1.4. Temel Örme Kavramları
1.4.1. İlmek
Bir örme yüzeyi meydana getiren en küçük birim ilmektir. Yan yana ve üst üste
oluşturulan ilmeklerin birbirine bağlanmasıyla örme kumaşlar meydana gelir
(Bayazıt Marmaralı, 2004). Bağlantı öğesi olarak ilmek, diğer ilmeklere asılan ve
böylelikle sağlamlık elde eden bir iplik halkasıdır (Milli Eğitim Bakanlığı Yayınları,
1993).
Bir ilmek baş, bacaklar ve ayaklar olmak üzere üç bölümden oluşmaktadır. İlmek
ayakları, kendinden önceki sıraya ait ilmeklerin başları ile ilmek başı ise kendinden
sonraki sıraya ait ilmeklerin ayakları ile bağlantı yapar. İlmek ayakları yan yana
duran ilmekler arasındaki bağlantıyı sağlayan parçadır (Bayazıt Marmaralı, 2004).
Birbirine asılmış olan iplikler bağlantı noktası denilen iplik kesişim yerleriyle
birbirine bağlanmışlardır. Her ilmek iki üst iki de alt bağlantı noktasına sahiptir
(Milli Eğitim Bakanlığı Yayınları, 1993).

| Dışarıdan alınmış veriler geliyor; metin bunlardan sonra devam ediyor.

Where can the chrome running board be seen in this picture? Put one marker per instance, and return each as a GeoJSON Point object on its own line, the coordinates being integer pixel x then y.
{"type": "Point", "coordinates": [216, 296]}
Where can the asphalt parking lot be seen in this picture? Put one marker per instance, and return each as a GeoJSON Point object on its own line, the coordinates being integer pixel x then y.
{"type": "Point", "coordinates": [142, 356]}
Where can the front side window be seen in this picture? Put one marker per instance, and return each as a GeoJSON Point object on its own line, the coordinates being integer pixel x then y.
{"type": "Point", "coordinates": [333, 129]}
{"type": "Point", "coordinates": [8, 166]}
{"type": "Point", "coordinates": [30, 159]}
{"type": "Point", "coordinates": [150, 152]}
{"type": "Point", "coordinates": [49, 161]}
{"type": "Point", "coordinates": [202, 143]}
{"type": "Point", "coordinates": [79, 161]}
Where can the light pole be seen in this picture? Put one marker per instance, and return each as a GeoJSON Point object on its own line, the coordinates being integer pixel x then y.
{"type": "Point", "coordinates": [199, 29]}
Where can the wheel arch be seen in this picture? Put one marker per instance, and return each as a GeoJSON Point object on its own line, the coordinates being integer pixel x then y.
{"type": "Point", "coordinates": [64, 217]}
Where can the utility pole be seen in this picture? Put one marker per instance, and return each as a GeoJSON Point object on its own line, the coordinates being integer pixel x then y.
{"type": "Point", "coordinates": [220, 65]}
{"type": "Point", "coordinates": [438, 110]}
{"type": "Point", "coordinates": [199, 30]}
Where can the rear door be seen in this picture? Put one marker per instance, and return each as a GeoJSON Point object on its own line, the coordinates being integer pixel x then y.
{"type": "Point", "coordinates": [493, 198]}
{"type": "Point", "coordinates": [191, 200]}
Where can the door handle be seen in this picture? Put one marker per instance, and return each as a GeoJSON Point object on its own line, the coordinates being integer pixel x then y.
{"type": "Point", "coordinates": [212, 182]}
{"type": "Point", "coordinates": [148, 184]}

Şekil 1. 2. İlmek yapısı (Milli eğitim Bakanlığı Yayınları, 1993)9
Bir örgü yapısının boyutsal ve fiziksel analizi örgüyü oluşturan ilmeğin şeklinin ve
boyutlarının, başka ilmeklere bağlanma yerlerinin ve fiziksel özelliklerinin bilinmesi
ile mümkündür. Bir ilmeğe ait parametreler şunlardır:
a) İlmek iplik uzunluğu (l): Bir ilmeği meydana getiren ipliğin uzunluğunun iplik
eksenindeki ölçümüdür.
b) Sıra açıklığı (c): Sıra açıklığının geometrik anlamı, bir ilmeğin kumaş yüzeyinde
etkili olan yüksekliği olup her ilmek sırasının kumaş boyunu artırma miktarını verir.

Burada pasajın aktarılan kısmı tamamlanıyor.